First-Principles Calculations of Luminescence Spectrum Line Shapes for Defects in Semiconductors: The Example of GaN and ZnO
Audrius Alkauskas, John L. Lyons, Daniel Steiauf, and Chris G. Van de, Walle

TL;DR
This paper uses first-principles calculations to model the luminescence line shapes of defects in GaN and ZnO, demonstrating a simplified one-dimensional approach that aligns well with experimental data.
Contribution
It introduces a density functional theory-based method for accurately predicting defect luminescence spectra, simplifying multi-dimensional vibronic problems to an effective one-dimensional model.
Findings
Luminescence lineshapes match experimental results closely.
Effective parameters reveal trends for defect identification.
The approach simplifies complex vibronic calculations.
Abstract
We present a theoretical study of broadening of defect luminescence bands due to vibronic coupling.
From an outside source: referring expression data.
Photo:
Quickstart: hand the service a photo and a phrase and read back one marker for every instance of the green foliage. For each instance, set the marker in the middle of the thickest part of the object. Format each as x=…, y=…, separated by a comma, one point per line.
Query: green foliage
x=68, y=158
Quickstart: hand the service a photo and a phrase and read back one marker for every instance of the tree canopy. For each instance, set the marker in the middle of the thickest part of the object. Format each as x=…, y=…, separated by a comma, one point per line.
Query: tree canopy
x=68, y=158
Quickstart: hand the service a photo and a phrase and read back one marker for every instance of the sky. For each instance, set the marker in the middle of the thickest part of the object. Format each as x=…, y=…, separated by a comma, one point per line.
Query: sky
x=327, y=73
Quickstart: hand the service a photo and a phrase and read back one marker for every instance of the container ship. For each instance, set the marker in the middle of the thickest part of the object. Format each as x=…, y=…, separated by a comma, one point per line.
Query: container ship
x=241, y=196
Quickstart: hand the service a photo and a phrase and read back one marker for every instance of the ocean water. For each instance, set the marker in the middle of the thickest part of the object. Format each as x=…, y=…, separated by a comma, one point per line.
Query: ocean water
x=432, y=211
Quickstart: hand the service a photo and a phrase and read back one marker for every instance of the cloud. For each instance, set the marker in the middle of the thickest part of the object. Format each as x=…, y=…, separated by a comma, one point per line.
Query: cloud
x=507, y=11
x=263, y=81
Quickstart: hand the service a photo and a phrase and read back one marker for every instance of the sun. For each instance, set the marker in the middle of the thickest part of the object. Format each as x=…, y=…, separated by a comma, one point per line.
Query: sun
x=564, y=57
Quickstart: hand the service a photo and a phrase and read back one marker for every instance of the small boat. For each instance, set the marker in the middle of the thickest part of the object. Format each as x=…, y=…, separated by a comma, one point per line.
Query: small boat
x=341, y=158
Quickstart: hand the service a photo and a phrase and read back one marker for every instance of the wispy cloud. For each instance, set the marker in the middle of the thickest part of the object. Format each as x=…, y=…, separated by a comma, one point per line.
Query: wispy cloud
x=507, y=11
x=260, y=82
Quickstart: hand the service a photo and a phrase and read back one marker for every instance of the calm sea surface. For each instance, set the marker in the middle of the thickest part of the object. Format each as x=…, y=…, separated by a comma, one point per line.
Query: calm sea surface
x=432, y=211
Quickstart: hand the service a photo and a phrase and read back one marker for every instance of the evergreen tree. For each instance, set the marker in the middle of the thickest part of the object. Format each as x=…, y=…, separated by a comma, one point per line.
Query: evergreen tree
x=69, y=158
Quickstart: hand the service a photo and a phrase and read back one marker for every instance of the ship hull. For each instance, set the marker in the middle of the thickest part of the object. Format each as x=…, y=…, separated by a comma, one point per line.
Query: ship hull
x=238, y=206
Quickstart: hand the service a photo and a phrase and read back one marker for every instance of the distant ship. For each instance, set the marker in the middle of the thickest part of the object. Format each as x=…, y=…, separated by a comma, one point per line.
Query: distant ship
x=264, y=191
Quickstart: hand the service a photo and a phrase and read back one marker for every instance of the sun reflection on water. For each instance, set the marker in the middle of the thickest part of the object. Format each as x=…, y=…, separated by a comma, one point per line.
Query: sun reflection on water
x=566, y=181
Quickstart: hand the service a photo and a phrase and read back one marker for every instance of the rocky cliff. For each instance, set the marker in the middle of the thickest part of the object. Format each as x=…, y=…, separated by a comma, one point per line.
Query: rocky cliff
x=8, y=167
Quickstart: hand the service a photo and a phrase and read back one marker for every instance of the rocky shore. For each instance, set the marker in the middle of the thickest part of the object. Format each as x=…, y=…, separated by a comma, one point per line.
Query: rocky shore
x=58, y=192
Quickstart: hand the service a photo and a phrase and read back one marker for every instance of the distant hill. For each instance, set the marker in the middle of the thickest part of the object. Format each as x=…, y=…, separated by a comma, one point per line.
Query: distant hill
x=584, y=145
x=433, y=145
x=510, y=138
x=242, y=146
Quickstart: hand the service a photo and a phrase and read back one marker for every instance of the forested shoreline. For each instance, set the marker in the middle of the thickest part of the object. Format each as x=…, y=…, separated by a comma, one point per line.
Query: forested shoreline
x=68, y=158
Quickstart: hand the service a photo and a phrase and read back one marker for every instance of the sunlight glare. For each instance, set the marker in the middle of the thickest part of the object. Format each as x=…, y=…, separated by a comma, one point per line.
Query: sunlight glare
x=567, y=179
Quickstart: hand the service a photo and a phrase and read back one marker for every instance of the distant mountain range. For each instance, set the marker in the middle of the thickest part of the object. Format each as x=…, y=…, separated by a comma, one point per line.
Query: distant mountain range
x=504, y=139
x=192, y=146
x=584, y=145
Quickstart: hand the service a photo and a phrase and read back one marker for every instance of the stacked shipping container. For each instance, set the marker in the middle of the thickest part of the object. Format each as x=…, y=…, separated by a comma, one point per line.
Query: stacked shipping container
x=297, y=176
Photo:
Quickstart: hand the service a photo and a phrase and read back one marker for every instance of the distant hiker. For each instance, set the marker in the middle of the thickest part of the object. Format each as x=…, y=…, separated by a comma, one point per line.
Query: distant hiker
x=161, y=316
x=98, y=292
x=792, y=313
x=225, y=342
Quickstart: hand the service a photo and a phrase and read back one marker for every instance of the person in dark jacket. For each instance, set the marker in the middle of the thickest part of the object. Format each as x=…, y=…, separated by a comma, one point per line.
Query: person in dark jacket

Numerical proof is provided for the commonly used assumption that a multi-dimensional vibrational problem can be mapped onto an effective one-dimensional configuration coordinate diagram. Our approach is implemented based on density functional theory with a hybrid functional, resulting in luminescence lineshapes for important defects in GaN and ZnO that show unprecedented agreement with experiment. We find clear trends concerning effective parameters that characterize luminescence bands of donor- and acceptor-type defects, thus facilitating their identification.